第8話 暗闇の中で

 夜、きっかけはわからないが『そうだ』と閃いた。 


 自分が『正義の味方』になればいいじゃないかと。


 そして毛布を被り、膝を抱えて横になりながらもそう決意した。


 ピッタリと締め切った襖の向こうから聞こえるのは雑音、嬌声、悲鳴?


 勇気を振り絞り一度止めに行ったことがあるが、ダメだった。


 どうやら自分の出る幕ではなかったらしい、両方から酷い目に遭わされた。


 だから今はそれが終わるまで、台風が過ぎるのを家の中で待つように、自分の部屋で誰の邪魔にもならないように明かりを消して毛布にくるまるのだ。

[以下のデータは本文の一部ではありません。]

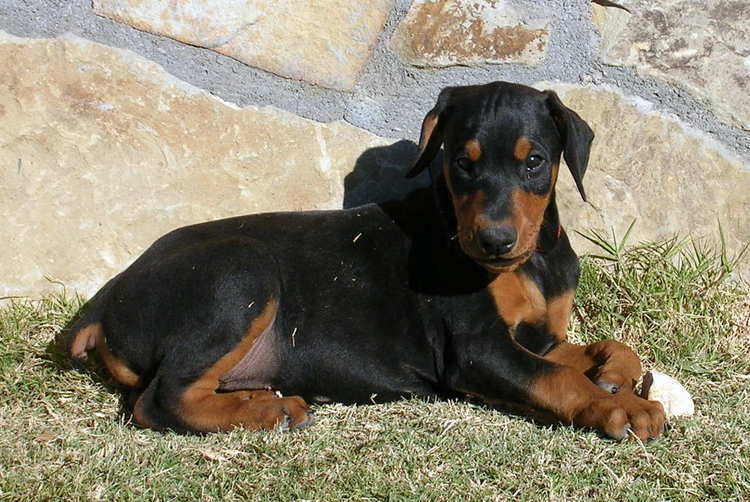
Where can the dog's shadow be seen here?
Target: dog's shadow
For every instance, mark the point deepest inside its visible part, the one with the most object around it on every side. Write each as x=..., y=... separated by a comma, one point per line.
x=379, y=175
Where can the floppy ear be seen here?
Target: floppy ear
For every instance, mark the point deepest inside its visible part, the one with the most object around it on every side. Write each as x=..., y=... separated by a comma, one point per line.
x=576, y=135
x=431, y=137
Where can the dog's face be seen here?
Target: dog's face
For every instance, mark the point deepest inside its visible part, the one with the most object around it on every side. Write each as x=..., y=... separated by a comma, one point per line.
x=502, y=147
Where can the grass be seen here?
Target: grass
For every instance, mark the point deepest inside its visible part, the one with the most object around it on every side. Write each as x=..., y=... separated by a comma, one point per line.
x=62, y=436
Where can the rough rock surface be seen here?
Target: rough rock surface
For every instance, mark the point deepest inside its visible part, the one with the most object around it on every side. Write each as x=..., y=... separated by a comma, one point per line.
x=103, y=152
x=703, y=47
x=466, y=32
x=675, y=398
x=326, y=42
x=652, y=168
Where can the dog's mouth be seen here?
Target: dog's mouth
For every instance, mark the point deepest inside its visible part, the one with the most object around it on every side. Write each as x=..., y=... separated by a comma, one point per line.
x=503, y=263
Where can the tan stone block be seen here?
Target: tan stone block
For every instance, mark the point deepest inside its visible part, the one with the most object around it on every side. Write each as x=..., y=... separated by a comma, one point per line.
x=702, y=47
x=103, y=152
x=654, y=169
x=326, y=42
x=466, y=32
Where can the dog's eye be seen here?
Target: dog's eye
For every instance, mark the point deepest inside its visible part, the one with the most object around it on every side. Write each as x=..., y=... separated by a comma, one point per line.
x=464, y=163
x=533, y=164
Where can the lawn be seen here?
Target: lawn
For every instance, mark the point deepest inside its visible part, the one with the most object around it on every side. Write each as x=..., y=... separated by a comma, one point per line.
x=63, y=436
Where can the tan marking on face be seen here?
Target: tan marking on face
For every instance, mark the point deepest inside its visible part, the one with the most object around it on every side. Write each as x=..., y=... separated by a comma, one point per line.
x=202, y=409
x=522, y=148
x=517, y=299
x=555, y=172
x=473, y=150
x=471, y=219
x=558, y=314
x=526, y=218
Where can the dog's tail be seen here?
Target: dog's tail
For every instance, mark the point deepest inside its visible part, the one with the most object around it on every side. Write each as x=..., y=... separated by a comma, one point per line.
x=86, y=329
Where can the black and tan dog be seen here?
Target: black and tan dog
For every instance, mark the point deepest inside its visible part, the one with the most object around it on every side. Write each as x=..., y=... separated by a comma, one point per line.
x=465, y=288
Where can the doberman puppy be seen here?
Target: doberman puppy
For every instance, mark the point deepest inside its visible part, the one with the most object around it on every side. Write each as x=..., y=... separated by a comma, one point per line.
x=464, y=288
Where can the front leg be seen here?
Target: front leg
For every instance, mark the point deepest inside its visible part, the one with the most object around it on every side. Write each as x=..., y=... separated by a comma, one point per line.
x=492, y=365
x=611, y=365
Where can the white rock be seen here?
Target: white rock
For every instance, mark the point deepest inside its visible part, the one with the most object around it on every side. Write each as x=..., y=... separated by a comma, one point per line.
x=669, y=392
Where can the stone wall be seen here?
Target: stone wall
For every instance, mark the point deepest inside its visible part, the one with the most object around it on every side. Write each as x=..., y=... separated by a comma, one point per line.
x=123, y=119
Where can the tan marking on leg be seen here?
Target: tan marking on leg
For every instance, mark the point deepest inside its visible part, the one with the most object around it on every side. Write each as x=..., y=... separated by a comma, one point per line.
x=522, y=148
x=517, y=298
x=473, y=150
x=565, y=392
x=205, y=410
x=558, y=314
x=608, y=361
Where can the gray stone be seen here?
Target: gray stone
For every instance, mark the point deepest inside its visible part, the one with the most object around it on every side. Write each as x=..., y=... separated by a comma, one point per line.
x=103, y=152
x=467, y=32
x=326, y=42
x=652, y=168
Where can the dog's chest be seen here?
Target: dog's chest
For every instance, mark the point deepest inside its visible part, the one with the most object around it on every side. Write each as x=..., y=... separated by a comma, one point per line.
x=518, y=299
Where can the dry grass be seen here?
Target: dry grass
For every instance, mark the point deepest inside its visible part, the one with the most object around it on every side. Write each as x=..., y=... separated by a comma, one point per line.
x=62, y=436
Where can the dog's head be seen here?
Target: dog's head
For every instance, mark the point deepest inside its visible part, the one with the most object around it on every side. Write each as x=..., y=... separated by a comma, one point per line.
x=502, y=145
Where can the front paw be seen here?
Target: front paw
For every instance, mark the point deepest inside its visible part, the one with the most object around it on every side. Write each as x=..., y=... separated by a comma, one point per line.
x=623, y=415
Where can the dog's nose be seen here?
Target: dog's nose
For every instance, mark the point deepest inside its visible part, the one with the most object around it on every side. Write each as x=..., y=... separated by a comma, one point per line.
x=497, y=241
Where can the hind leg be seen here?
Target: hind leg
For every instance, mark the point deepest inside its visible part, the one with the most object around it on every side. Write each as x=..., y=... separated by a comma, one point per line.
x=200, y=409
x=611, y=365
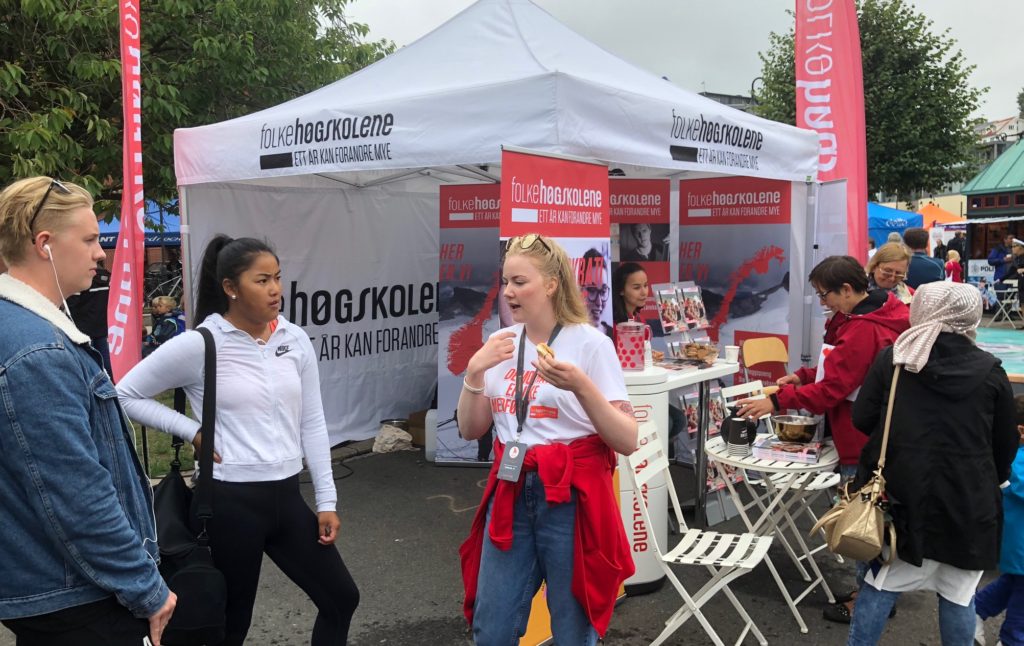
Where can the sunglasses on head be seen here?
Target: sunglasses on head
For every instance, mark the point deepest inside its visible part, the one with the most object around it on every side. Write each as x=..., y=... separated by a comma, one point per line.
x=54, y=185
x=526, y=242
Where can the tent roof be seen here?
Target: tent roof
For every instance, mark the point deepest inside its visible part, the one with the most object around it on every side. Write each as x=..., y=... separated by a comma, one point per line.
x=502, y=72
x=1006, y=173
x=937, y=215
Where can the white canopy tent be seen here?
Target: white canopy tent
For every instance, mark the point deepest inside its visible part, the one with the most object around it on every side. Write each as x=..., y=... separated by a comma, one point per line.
x=344, y=179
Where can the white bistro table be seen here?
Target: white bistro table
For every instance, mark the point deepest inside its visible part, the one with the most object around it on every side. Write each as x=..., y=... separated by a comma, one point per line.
x=783, y=486
x=648, y=392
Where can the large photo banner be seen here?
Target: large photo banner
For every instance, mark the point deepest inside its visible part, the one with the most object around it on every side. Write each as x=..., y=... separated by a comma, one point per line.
x=358, y=273
x=567, y=200
x=470, y=285
x=734, y=244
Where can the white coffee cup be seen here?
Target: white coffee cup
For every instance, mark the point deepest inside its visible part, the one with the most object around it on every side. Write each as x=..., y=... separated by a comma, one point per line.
x=732, y=353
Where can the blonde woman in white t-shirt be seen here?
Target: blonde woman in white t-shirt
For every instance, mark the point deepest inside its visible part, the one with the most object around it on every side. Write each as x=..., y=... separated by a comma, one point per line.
x=549, y=510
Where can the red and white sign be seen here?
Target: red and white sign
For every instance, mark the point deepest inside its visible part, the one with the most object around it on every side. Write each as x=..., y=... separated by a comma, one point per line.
x=470, y=206
x=830, y=101
x=555, y=197
x=639, y=201
x=124, y=310
x=734, y=201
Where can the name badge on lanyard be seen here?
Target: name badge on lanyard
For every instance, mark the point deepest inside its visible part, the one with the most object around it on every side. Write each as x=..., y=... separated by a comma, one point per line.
x=515, y=451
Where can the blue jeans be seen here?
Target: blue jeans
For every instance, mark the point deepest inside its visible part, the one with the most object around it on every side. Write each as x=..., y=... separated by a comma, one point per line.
x=871, y=611
x=1006, y=593
x=543, y=539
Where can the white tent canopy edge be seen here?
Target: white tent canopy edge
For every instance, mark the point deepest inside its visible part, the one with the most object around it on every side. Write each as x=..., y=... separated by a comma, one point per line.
x=373, y=147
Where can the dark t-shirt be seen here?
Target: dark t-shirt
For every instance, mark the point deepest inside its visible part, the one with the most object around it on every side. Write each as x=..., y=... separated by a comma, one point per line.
x=88, y=308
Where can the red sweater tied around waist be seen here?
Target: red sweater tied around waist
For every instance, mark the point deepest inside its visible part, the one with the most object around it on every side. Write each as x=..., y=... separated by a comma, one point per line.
x=601, y=554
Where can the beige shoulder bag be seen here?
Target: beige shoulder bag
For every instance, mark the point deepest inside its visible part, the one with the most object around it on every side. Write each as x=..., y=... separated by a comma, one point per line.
x=856, y=526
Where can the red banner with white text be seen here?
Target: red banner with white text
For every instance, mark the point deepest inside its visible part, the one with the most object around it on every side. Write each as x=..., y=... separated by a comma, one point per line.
x=830, y=101
x=555, y=197
x=124, y=312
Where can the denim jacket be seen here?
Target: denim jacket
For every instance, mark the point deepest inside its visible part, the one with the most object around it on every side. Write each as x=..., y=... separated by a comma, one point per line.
x=76, y=506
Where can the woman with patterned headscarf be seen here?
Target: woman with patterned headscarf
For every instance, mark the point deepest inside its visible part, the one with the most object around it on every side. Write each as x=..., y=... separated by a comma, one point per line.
x=951, y=441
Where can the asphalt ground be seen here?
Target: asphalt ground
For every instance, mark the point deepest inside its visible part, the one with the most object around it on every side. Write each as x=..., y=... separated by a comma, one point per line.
x=402, y=521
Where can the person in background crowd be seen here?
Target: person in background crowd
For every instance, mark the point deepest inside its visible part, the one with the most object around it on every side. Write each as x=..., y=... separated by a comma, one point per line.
x=79, y=539
x=556, y=517
x=1006, y=594
x=954, y=272
x=923, y=268
x=951, y=442
x=168, y=321
x=887, y=270
x=958, y=244
x=1017, y=251
x=1001, y=258
x=862, y=324
x=269, y=418
x=88, y=310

 彼女の幸せは彼女が決めるのだ、それに自分が口を挟むべきではない。


 でも、相手は? 相手の幸せは本当に彼女と一致しているのだろうか。


 わからないし、そうだと口にされても信用する気にならない。


 ――ふわりとタバコの臭いが漂ってきた。


 もしかすると襖の隙間から入ってくるのかもしれない。


 鼻で呼吸するのを止めた。


 その根源に受け入れがたい何かを感じて。


 そして同時に心に決める。


 自分が『正義の味方』になろう。


 そしてもし彼女の幸せを奪わんとする者がいたならば、そんな存在からきっと自分が守ってやるのだ。


 だって…………そうするべきでしょう?


 暗闇の中、耳を塞いで、目を閉じて、自分の正義をただ信じた。